Lalu Prasad Yadav, who changed the rules of the electoral game in Bihar for 15 years, failed to live upto his prediction in 1990 that he would rule for 20 long years, meeting his waterloo at the hands of his one-time close associate Nitish Kumar.
Complete Coverage: The Bihar Elections
Lalu was a known master strategist, who repeatedly overcame challenge to his vice-like grip over power by formulating a formidable MY (Muslim + Yadav) combine to make a mincemeat of his rivals using the plank of secularism to the hilt to consolidate his position both in Bihar and in Delhi.
A product of the total revolution movement launched by the late Jaiprakash Narain -- like his rivals Nitish Kumar and Lok Janshakti Party's Ram Vilas Paswan -- Lalu made it to the top in Bihar, thanks to the Mandal issue which transformed politics in North India.
Emerging as a messiah of the Backward classes and the minorities, Lalu gave honour and prestige to those deprived sections which were kept out of power for long since independence with upper castes calling the shots in the state politics.
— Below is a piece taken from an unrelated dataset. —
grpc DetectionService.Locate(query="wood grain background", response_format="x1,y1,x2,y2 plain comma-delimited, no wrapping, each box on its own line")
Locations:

What appears to have turned out to be the Achille's heel for Prasad was the perceived total neglect of development by Lalu which saw Bihar relegate in every sphere and continued to be a "BIMARU" state. The only industry that flourished in the state was one of kidnapping and extortion, his critics said, dubbing it as 'jungle raj'.
The irony was that Prasad, who boasted of turning the roads of Patna like the 'cheeks of Hema Malini,' neglected them so much that there were hardly any roads without big potholes in the capital city, leave alone other areas.
He was even seen arguing in recent years that there was no need for roads for the poor people in the state seeking to belittle claims that BSP (Bijli, Sadak and Pani) issue would be his nemesis.
Prasad, who over ten years back turned the strict restrictions imposed by the then no-nonsense Chief Election Commissioner T N Seshan into a poll issue to emerge a winner, was clearly at the end of the tether this time when the Commission's pointman in Bihar, K J Rao,did 'another Seshan.'
Much water has flown since then with Prasad, embroiled in the fodder scam, spending months in jail and putting his wife Rabri Devi as chief minister some eight years back since the middle of 1997. She was at the helm till Feb this year.
The RJD supremo was under pressure during the NDA rule at the Centre which expedited cases against him. It was during this period that Bihar was divided and a separate Jharkhand was formed, a development that helped Prasad.
Prasad had the last laugh in the last Lok Sabha polls as he ensured heavy reverses for NDA in Bihar and Jharkhand and his RJD became the second largest party in the Congress-led UPA coalition at the Centre with he becoming the Railway minister.
But soon it appeared that the decline had begun for the Bihar strongman as the February polls turned a hung verdict and drove his party out of power in the state. Later he was blamed by his detractors for imposition of President's rule in the state.